Как в АСПИ на Поварской читают и обсуждают современную прозу.
На двух последних «Читках» в Доме Ростовых звучала проза. После целого корпуса пьес молодых драматургов, весело разобранных театроведами и театральными критиками, переход к прозе, казалось, может несколько снизить градус дискуссий – но как бы не так. Свои рассказы представили молодые писательницы Ирина Михайлова и Марго Гритт, – и эти рассказы, вопреки ожиданиям, меньше всего напоминают традиционную «женскую прозу» – или то, что принято под ней понимать (цветастый слог, приметливость на детали, особый эмоциональный строй, лирическая и семейно-бытовая стихии). Михайлова и лирические свои рассказы пишет жестко, по-мужски лапидарно, оставляя много воздуха, а Марго Гритт, у которой с метафорами тоже все хорошо, в своих новеллах пытается сообщить миру какую-то нелицеприятную правду о нем самом. А выступления эксперта — ведущего редактора «Редакции Елены Шубиной – АСТ» Алексея Портнова — стали отдельной демонстрацией высокой редакторской культуры и мышления. (Отсюда – совет: хотите узнать, как думает опытный редактор наилучшей квалификации, на что обращает внимание? – и что такое конструктивная критика? – и как быть одновременно деликатным и точным? – приходите «на Портнова»).
«Я зануда, – предупредил Портнов, приступая к анализу рассказов Ирины Михайловой. – Редактор должен быть занудой, иначе он профнепригоден». Рассказы Михайловой «К морю» и «Чужая земля» он посчитал удавшимися, сложившимися, но счел нужным остановиться на деталях. Обсудили: насколько невыносима жара при включенном кондиционере, почему однотипные коттеджные поселки разрушают образ русского Юга, пахнет ли незрелый виноград — и способен ли он за две недели дозреть до винной стадии, в каких случаях воздух может, буквально или образно, «пахнуть свинцом» и почему выражение «в его глазах появилась бездна» – ниже авторского уровня, в целом довольно высокого. Также обсудили «любит-не любит» и перспективы отношений героев. Художественная и психологическая достоверность рождается из совокупности всех деталей, и одна-две неловкости могут повредить самому стройному зданию текста.
Разбирая тексты Марго Гритт, Портнов сразу сформулировал ее творческий метод: доведение начального концепта до предельного абсурда.
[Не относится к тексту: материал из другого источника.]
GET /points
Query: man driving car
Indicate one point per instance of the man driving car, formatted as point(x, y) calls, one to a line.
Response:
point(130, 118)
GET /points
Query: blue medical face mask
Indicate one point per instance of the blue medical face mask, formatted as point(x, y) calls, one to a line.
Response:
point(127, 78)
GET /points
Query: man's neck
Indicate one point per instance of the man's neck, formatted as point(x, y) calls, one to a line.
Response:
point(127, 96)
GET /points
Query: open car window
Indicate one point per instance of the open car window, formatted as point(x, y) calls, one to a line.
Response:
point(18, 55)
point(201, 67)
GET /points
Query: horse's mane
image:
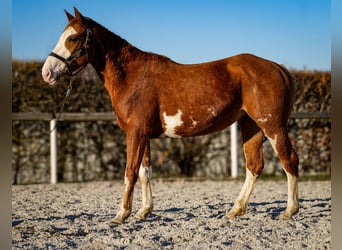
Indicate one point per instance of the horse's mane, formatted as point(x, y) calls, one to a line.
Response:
point(111, 37)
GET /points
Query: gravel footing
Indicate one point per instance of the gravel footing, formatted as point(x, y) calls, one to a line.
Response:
point(187, 215)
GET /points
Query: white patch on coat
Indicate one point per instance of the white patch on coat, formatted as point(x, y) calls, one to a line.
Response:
point(171, 123)
point(273, 143)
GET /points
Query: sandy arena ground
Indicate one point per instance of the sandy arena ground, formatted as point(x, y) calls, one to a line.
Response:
point(187, 215)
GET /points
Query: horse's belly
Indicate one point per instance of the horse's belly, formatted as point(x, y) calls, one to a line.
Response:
point(182, 124)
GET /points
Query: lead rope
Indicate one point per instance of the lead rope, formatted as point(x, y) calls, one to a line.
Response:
point(67, 94)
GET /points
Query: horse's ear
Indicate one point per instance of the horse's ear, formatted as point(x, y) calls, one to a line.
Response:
point(79, 16)
point(69, 16)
В рассказе о «принуждении к счастью» (о работе на птицефабрике, где работникам вменена в обязанность перманентная голливудская улыбка), автор показывыет судьбу героини через серию коротких, точечных фидбэков, что позволяет читателю увидеть не голый концепт, а живого человека. Традиционная для антутопии интонация, считает Портнов, — не штамп, а скорее закон жанра: тоталитарные общества похожи друг на друга, отсюда и преемственность интонации. Второй рассказ – «Руками не трогать» – он оценил как «больше эссе, чем рассказ». Продолжительного комментария удостоилась третья новелла – «Электрический балет»: сложное, метафорически насыщенное повествование о «балете как кровавом спорте» берет за горло сразу несколько больших тем — и оттого выглядит рассыпающимся. Портнов даже вспомнил название исторической статьи «Сумбур вместо музыки»: тематический сумбур мешает авторскому замыслу, поэтому «мы не ощущаем эту трагедию как трагедию». А ведущая вечера, поэт Ксения Савина, заметила, что ружье повешено, а выстрела нет, – так и было задумано?
По мнению Портнова, из «Электрического балета» можно было сделать повесть. А пока это скорее скелетная конструкция, если вычесть метафоры — синопсис будущего сценария. Марго Гритт идеей повести не вдохновилась, но согласилась с тем, что если возвращаться к этому тексту — то да, как к сценарию. Так что как знать? – может, и напишется сценарий, и получится фильм, и мы через какое-то время увидим экранное высказывание о природе творчества, по экзистенциальной резкости превосходящее и «Черного лебедя», и всю кинематографическую линию «кровавых пуантов». Мечты-мечты, конечно, но Дом Ростовых — такое место: здесь идеи не только рождаются на ходу, но и имеют очевидную склонность к воплощению.